THE SIMPLIFICATION OF MORSE CODE
There are three signals used in communication by Morse Code. To make it simpler the standard unit of time will equate to one second. First is the Dit ( . ), tap something for one second, that’s one dit. The next signal is referred to as a dah ( – ). The dah lasts for three units/seconds. The third signal, is communication silence ( / ).
The silence works in three ways:
After one component signal of one letter, wait one unit/one second before the next component is added. For example the letter “H” = . . . . Which equates to dit, pause for 1 unit/second, dit, pause for 1 unit/second, dit, pause for 1 unit/second, dit.
Letter is complete.
After the prior letter has been completed, you then wait a further three units/seconds before moving on to the next letter. Which might be the letter “I” = . . so after waiting the three unit/second interval, you would dit, pause for 1 unit/second, dit, if the airways remain clear, you have sent the message “HI”.
Word is complete.
Once a word has been completed and you intend to send another following word, you wait a further seven units/seconds.
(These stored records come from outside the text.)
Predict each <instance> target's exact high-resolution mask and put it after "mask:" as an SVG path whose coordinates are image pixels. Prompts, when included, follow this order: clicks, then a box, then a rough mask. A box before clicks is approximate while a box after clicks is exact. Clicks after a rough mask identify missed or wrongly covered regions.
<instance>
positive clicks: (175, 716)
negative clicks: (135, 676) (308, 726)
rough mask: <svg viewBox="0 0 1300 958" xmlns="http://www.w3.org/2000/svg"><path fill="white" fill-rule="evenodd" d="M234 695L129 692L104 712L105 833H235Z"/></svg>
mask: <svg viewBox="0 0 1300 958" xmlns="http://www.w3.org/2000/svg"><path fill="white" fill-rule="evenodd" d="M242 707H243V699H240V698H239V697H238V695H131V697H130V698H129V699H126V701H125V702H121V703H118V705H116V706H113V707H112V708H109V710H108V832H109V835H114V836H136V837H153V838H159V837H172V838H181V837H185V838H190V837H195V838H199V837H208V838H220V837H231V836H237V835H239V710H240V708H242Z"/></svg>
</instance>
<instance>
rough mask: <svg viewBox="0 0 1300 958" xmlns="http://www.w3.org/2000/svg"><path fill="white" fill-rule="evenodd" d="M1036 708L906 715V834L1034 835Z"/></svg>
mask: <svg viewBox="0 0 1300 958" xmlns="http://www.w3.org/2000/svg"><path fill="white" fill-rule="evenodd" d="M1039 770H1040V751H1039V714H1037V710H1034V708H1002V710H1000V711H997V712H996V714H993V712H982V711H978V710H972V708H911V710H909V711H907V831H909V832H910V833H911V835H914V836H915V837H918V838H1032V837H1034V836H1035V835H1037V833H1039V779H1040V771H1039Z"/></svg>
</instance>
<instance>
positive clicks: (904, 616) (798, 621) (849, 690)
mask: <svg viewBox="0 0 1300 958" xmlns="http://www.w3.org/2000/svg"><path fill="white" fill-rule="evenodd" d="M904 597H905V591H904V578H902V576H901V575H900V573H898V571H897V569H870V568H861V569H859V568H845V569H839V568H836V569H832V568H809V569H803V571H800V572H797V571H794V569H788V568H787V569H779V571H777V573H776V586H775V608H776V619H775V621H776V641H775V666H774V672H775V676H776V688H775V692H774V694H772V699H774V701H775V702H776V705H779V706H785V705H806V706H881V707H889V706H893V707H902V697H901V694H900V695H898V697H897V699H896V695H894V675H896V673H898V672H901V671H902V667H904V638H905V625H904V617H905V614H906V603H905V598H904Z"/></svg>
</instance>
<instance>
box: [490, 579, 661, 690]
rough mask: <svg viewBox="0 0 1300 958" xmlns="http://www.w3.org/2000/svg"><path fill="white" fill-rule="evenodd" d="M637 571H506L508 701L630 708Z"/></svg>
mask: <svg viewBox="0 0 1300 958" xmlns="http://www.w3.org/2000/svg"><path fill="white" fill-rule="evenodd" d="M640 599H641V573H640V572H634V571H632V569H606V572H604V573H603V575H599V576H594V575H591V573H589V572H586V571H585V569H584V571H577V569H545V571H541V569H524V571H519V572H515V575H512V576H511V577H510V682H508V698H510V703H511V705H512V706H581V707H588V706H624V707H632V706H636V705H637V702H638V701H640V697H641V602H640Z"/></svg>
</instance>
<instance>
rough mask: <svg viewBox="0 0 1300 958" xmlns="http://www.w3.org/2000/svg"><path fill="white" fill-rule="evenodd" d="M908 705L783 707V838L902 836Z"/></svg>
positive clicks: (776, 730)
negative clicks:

Then commence the process for the next word.
Substituting the dit . with a – dah when necessary. Merely changing the units/seconds, 1 for dit, 3 for dah.
THE MOST NECESSARY MORSE CODE SEQUENCE
S O S
(Believed to mean “Save Our Ship/Souls” though that was actually a backronym that came about from people making something out of the three letters appearing in this continuous distress signal code.)
… / — / …
Dit, 1 unit/second, dit 1 unit/second, dit. Seven seconds. Dash, 1 unit/second, dash, 1 unit/second, dash. Seven seconds. Dit, 1 unit/second, dit, 1 unit/second, dit.
To save time there are many unique abbreviated codes used also, such as ..–.. which means ? or “say again?”
There are various means to aid in Morse Code translations, but as antiquated as the practice of sending slow time-consuming signals may seem, a time may arise when it could come in handy.
One method you can use to communicate Morse code quickly in close proximity is by using your hand. Index finger tapping equates to a dit, middle finger tap equates to a dah. Raising thumb, or palm of hand is a new word. The system can be refined depending on what suits you and whoever you’re communicating with.